Here is one of the poems featured:
figure prostrate on tishebov* stone
while the second temple burned,
while the jews huddled in lament,
mother stared into a smaller flame.
even in the narrow of the last august rain,
the flame soared persistent into beads of corn and careful salmon:
the feast after the fast.
its concentration refused to be touched by the
return of men who collapsed into sticky beds
and napped under the maps of their blank hunger.
and as the flames against the holy edifice grew more furious,
and the desecration more lurid—pigs and swastikas—
mother found she had to put the food aside,
to forego the solitary light.
she had to hurry to shelter by the side of the road,
under the kitchen table.
she needed to lie prostrate,
biting into the wooden columns,
in order to avoid the oncoming hooves of the terrified horses.
*tishebov: the Jewish calendar date of the destruction of both temples marked by mourning and fasting.
✡️
And finally, here’s one piece of truly excellent news, which I trust we all need like oxygen right now.

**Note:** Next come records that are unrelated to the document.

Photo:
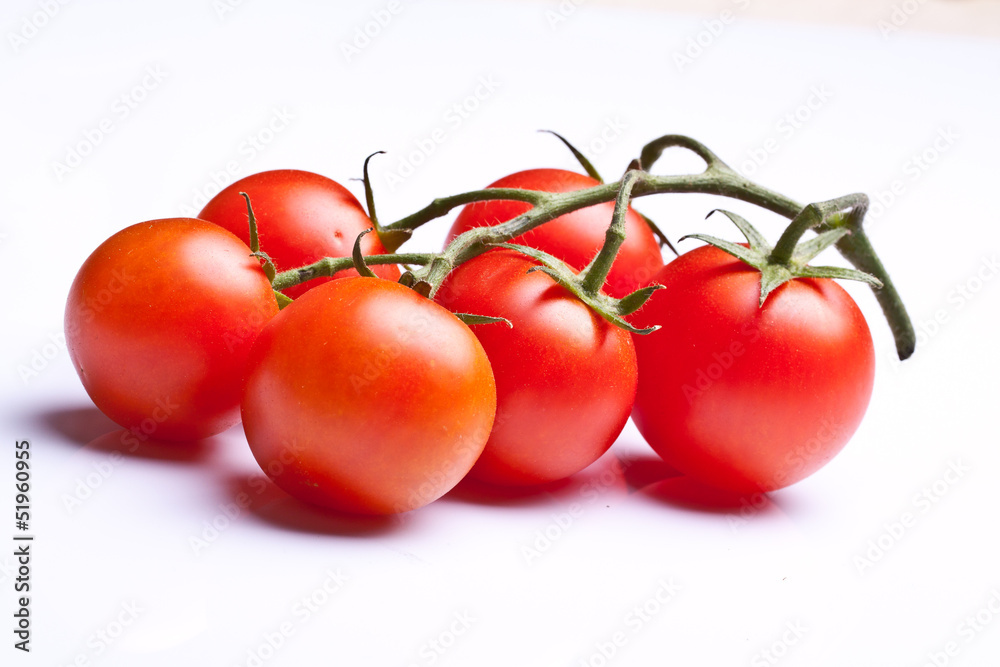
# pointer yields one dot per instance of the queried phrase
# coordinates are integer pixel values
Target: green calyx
(612, 309)
(775, 266)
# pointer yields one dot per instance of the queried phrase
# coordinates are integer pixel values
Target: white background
(454, 583)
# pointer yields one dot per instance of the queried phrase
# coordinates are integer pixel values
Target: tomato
(566, 378)
(159, 323)
(743, 397)
(365, 397)
(301, 218)
(574, 237)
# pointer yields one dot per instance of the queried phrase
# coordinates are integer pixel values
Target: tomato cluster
(365, 396)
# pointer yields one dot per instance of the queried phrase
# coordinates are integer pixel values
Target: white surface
(455, 572)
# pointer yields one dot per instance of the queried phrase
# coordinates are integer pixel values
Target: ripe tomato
(566, 378)
(365, 397)
(749, 398)
(301, 217)
(575, 237)
(159, 323)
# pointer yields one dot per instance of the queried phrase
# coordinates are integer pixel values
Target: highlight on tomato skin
(565, 377)
(302, 217)
(573, 237)
(743, 397)
(159, 322)
(364, 397)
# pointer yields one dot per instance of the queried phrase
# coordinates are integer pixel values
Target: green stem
(718, 178)
(810, 217)
(597, 272)
(328, 266)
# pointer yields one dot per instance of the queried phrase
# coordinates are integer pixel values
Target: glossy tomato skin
(302, 217)
(159, 323)
(566, 378)
(746, 398)
(575, 237)
(365, 397)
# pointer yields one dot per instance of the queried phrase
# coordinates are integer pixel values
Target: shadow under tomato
(268, 503)
(91, 430)
(127, 444)
(686, 493)
(79, 424)
(475, 492)
(642, 470)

Rachel Goldberg-Polin’s soul-searing memoir about her son Hersh — who held as a hostage in the dungeons of Gaza for nearly an entire excruciating year before being killed along with the five other members of “The Beautiful Six” — is currently #1 on the New York Times bestseller list.

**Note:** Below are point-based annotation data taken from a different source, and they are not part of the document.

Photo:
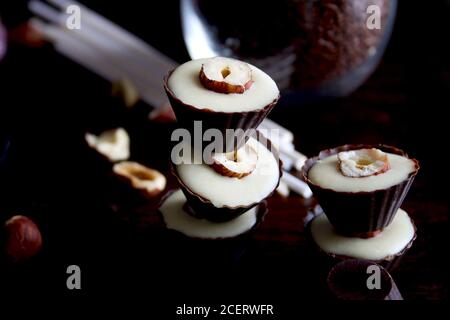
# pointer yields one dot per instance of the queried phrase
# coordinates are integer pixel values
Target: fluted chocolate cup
(200, 207)
(362, 214)
(348, 281)
(187, 114)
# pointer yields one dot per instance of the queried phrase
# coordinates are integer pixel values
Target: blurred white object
(115, 54)
(113, 144)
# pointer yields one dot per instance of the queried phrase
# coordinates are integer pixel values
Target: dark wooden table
(48, 103)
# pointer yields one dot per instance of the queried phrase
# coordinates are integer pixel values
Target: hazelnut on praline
(22, 239)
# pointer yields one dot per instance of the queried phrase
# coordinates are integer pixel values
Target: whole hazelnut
(22, 238)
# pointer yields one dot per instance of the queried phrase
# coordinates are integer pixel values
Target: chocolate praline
(329, 259)
(202, 207)
(366, 213)
(187, 114)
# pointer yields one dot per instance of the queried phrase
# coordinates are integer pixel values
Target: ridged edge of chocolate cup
(261, 214)
(390, 262)
(186, 114)
(365, 212)
(204, 208)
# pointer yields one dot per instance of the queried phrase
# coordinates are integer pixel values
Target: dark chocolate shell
(203, 208)
(348, 281)
(359, 213)
(186, 115)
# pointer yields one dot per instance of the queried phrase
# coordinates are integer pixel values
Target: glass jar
(312, 48)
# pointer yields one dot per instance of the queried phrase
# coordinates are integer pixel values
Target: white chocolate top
(228, 191)
(326, 174)
(185, 84)
(390, 241)
(177, 219)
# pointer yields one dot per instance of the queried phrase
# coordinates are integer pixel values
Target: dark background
(47, 103)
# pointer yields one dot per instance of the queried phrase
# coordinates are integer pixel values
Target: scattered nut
(225, 75)
(363, 162)
(23, 238)
(113, 144)
(151, 182)
(237, 164)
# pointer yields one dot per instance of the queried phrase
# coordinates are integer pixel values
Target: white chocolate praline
(393, 239)
(326, 174)
(185, 85)
(224, 191)
(177, 219)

I am overjoyed that Rachel is receiving the recognition that she so deeply deserves — but just as powerful as that joy is the proof of what we can do when we come together.
I started the Never Alone Book Club because I knew that we as American Jews have the power to send a Jewish author to the top of the NYT bestseller list every single month if we are organized and resolute about this.
Imagine how that would change our current position in publishing. And it would not be hard. It would just take the simplest commitment to click a button once a month and pay around $20 for the same book. If just 5,000 of the millions of us did that, we could put a Jewish name at the top of the list on an ongoing basis.
So please, if you haven’t yet, go to the Never Alone Book Club on Facebook and join.
✡️
Okay, fam — I’ll be back with you next week.
So much love and sustenance in the meantime.
We will outlive them — I promise we will.
Shabbat shalom.
Am Yisrael Chai.













Haviv has a new podcast discussing the Democratic Party. It’s depressing, but better to be aware. I’ve left the party and become an Independent. I won’t belong to a party full of vitriol to my people.
I think that a lot of us see the Democrats as heading in the same direction as the Labour Party in the UK, or the NDP in Canada. It’s a really ominous and frightening trend.